Catholic social teaching on Living Wage

The living wage is a concept central to the Catholic Social Teaching tradition beginning with the foundational document, Rerum Novarum, a papal encyclical by Pope Leo XIII issued in 1891 to combat the excesses of both laissez-faire capitalism on the one hand and communism on the other. In this letter, Pope Leo affirms the right to private property while insisting on the role of the state to require a living wage. The means of production were considered by the pope to be both private property requiring state protection and a dimension of the common good requiring state regulation.
Pope Leo first described a living wage in such terms as could be generalised for application in nations throughout the world. Rerum Novarum touched off legislative reform movements throughout the world eliminating child labor, reducing the work week, and establishing minimum wages.
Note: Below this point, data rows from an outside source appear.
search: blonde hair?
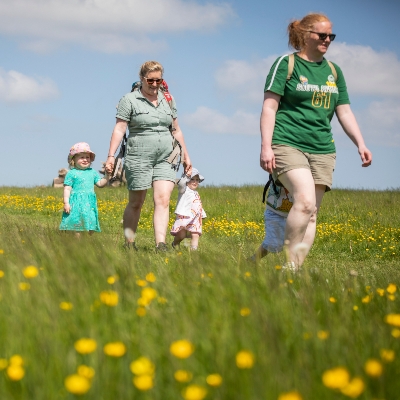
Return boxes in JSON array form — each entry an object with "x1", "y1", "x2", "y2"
[
  {"x1": 69, "y1": 153, "x2": 93, "y2": 168},
  {"x1": 287, "y1": 13, "x2": 331, "y2": 50},
  {"x1": 139, "y1": 61, "x2": 164, "y2": 78}
]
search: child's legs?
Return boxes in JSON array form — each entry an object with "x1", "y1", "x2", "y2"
[
  {"x1": 190, "y1": 233, "x2": 200, "y2": 249},
  {"x1": 172, "y1": 229, "x2": 187, "y2": 245},
  {"x1": 89, "y1": 230, "x2": 94, "y2": 236},
  {"x1": 261, "y1": 209, "x2": 287, "y2": 253}
]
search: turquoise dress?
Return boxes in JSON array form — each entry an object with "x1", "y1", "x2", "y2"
[{"x1": 59, "y1": 168, "x2": 102, "y2": 232}]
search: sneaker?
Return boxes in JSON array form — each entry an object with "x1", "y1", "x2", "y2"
[
  {"x1": 155, "y1": 242, "x2": 169, "y2": 253},
  {"x1": 123, "y1": 242, "x2": 138, "y2": 251}
]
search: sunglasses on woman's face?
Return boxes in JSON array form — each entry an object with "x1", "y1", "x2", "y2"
[
  {"x1": 308, "y1": 31, "x2": 336, "y2": 41},
  {"x1": 143, "y1": 77, "x2": 163, "y2": 84}
]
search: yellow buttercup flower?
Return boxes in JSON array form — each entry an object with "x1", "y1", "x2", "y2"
[
  {"x1": 9, "y1": 355, "x2": 24, "y2": 366},
  {"x1": 136, "y1": 279, "x2": 148, "y2": 287},
  {"x1": 19, "y1": 282, "x2": 30, "y2": 291},
  {"x1": 0, "y1": 270, "x2": 4, "y2": 278},
  {"x1": 137, "y1": 297, "x2": 151, "y2": 306},
  {"x1": 322, "y1": 367, "x2": 350, "y2": 389},
  {"x1": 380, "y1": 349, "x2": 395, "y2": 363},
  {"x1": 103, "y1": 342, "x2": 126, "y2": 357},
  {"x1": 136, "y1": 307, "x2": 147, "y2": 317},
  {"x1": 107, "y1": 276, "x2": 116, "y2": 284},
  {"x1": 329, "y1": 297, "x2": 337, "y2": 303},
  {"x1": 77, "y1": 365, "x2": 95, "y2": 379},
  {"x1": 364, "y1": 359, "x2": 383, "y2": 377},
  {"x1": 99, "y1": 290, "x2": 119, "y2": 306},
  {"x1": 64, "y1": 374, "x2": 91, "y2": 395},
  {"x1": 361, "y1": 295, "x2": 371, "y2": 304},
  {"x1": 145, "y1": 272, "x2": 156, "y2": 282},
  {"x1": 376, "y1": 288, "x2": 385, "y2": 296},
  {"x1": 240, "y1": 307, "x2": 251, "y2": 316},
  {"x1": 133, "y1": 375, "x2": 154, "y2": 390},
  {"x1": 387, "y1": 283, "x2": 397, "y2": 294},
  {"x1": 60, "y1": 302, "x2": 73, "y2": 310},
  {"x1": 278, "y1": 391, "x2": 303, "y2": 400},
  {"x1": 236, "y1": 350, "x2": 255, "y2": 369},
  {"x1": 130, "y1": 357, "x2": 155, "y2": 376},
  {"x1": 0, "y1": 358, "x2": 8, "y2": 370},
  {"x1": 340, "y1": 377, "x2": 365, "y2": 398},
  {"x1": 74, "y1": 338, "x2": 97, "y2": 354},
  {"x1": 174, "y1": 369, "x2": 193, "y2": 383},
  {"x1": 385, "y1": 314, "x2": 400, "y2": 327},
  {"x1": 170, "y1": 340, "x2": 194, "y2": 359},
  {"x1": 23, "y1": 266, "x2": 39, "y2": 278},
  {"x1": 206, "y1": 373, "x2": 222, "y2": 387},
  {"x1": 7, "y1": 365, "x2": 25, "y2": 381},
  {"x1": 182, "y1": 384, "x2": 207, "y2": 400},
  {"x1": 141, "y1": 287, "x2": 158, "y2": 302},
  {"x1": 317, "y1": 330, "x2": 329, "y2": 340},
  {"x1": 392, "y1": 328, "x2": 400, "y2": 338},
  {"x1": 0, "y1": 249, "x2": 4, "y2": 254}
]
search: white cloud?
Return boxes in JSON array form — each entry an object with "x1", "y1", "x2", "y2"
[
  {"x1": 0, "y1": 0, "x2": 234, "y2": 54},
  {"x1": 325, "y1": 43, "x2": 400, "y2": 97},
  {"x1": 182, "y1": 106, "x2": 259, "y2": 135},
  {"x1": 215, "y1": 56, "x2": 277, "y2": 103},
  {"x1": 0, "y1": 69, "x2": 59, "y2": 103}
]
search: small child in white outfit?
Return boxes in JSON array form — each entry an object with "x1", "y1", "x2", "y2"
[{"x1": 170, "y1": 168, "x2": 207, "y2": 250}]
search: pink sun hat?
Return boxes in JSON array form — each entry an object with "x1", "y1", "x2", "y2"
[{"x1": 68, "y1": 142, "x2": 96, "y2": 164}]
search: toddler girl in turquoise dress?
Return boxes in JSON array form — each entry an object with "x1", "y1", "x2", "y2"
[{"x1": 59, "y1": 142, "x2": 109, "y2": 235}]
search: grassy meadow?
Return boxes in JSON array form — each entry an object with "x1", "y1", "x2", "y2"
[{"x1": 0, "y1": 185, "x2": 399, "y2": 400}]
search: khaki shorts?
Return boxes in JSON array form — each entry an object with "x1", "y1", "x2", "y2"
[
  {"x1": 272, "y1": 144, "x2": 336, "y2": 191},
  {"x1": 124, "y1": 133, "x2": 176, "y2": 191}
]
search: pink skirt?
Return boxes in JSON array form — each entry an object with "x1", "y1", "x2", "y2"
[{"x1": 171, "y1": 198, "x2": 204, "y2": 236}]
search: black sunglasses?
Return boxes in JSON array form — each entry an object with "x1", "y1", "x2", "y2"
[
  {"x1": 143, "y1": 77, "x2": 163, "y2": 85},
  {"x1": 308, "y1": 31, "x2": 336, "y2": 41}
]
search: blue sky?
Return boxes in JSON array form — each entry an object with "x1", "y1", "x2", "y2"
[{"x1": 1, "y1": 0, "x2": 399, "y2": 190}]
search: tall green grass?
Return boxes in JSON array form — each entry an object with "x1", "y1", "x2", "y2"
[{"x1": 0, "y1": 186, "x2": 399, "y2": 399}]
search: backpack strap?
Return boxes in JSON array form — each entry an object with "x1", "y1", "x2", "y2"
[
  {"x1": 262, "y1": 174, "x2": 274, "y2": 203},
  {"x1": 327, "y1": 60, "x2": 337, "y2": 81},
  {"x1": 286, "y1": 53, "x2": 295, "y2": 81}
]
  • "If a worker receives a wage sufficiently large to enable him to provide comfortably for himself, his wife and his children, he will, if prudent, gladly strive to practice thrift; and the result will be, as nature itself seems to counsel, that after expenditures are deducted there will remain something over and above through which he can come into the possession of a little wealth. We have seen, in fact, that the whole question under consideration cannot be settled effectually unless it is assumed and established as a principle, that the right of private property must be regarded as sacred. Wherefore, the law ought to favor this right and, so far as it can, see that the largest possible number among the masses of the population prefer to own property."
  • "Wealthy owners of the means of production and employers must never forget that both divine and human law forbid them to squeeze the poor and wretched for the sake of gain or to profit from the helplessness of others."
  • "As regards protection of this world’s good, the first task is to save the wretched workers from the brutality of those who make use of human beings as mere instruments for the unrestrained acquisition of wealth."
  • "Care must be taken, therefore, not to lengthen the working day beyond a man’s capacity. How much time there must be for rest depends upon the type of work, the circumstances of time and place and, particularly, the health of the workers."

In Quadragesimo Anno, Pope Pius XI clarifies Rerum Novarum by warning that, in seeking to protect the worker from exploitation, society must not exploit the employer. "...The wealthy class violates (the common good) no less, when, as if free from care on account of its wealth, it thinks it the right order of things for it to get everything and the worker nothing, than does the...working class when, angered deeply at outraged justice and too ready to assert wrongly the one right it is conscious of, it demands for itself everything as if produced by its own hands, and attacks and seeks to abolish, therefore, all property and returns or incomes, of whatever kind they are or whatever the function they perform in human society, that have not been obtained by labor, and for no other reason save that they are of such a nature."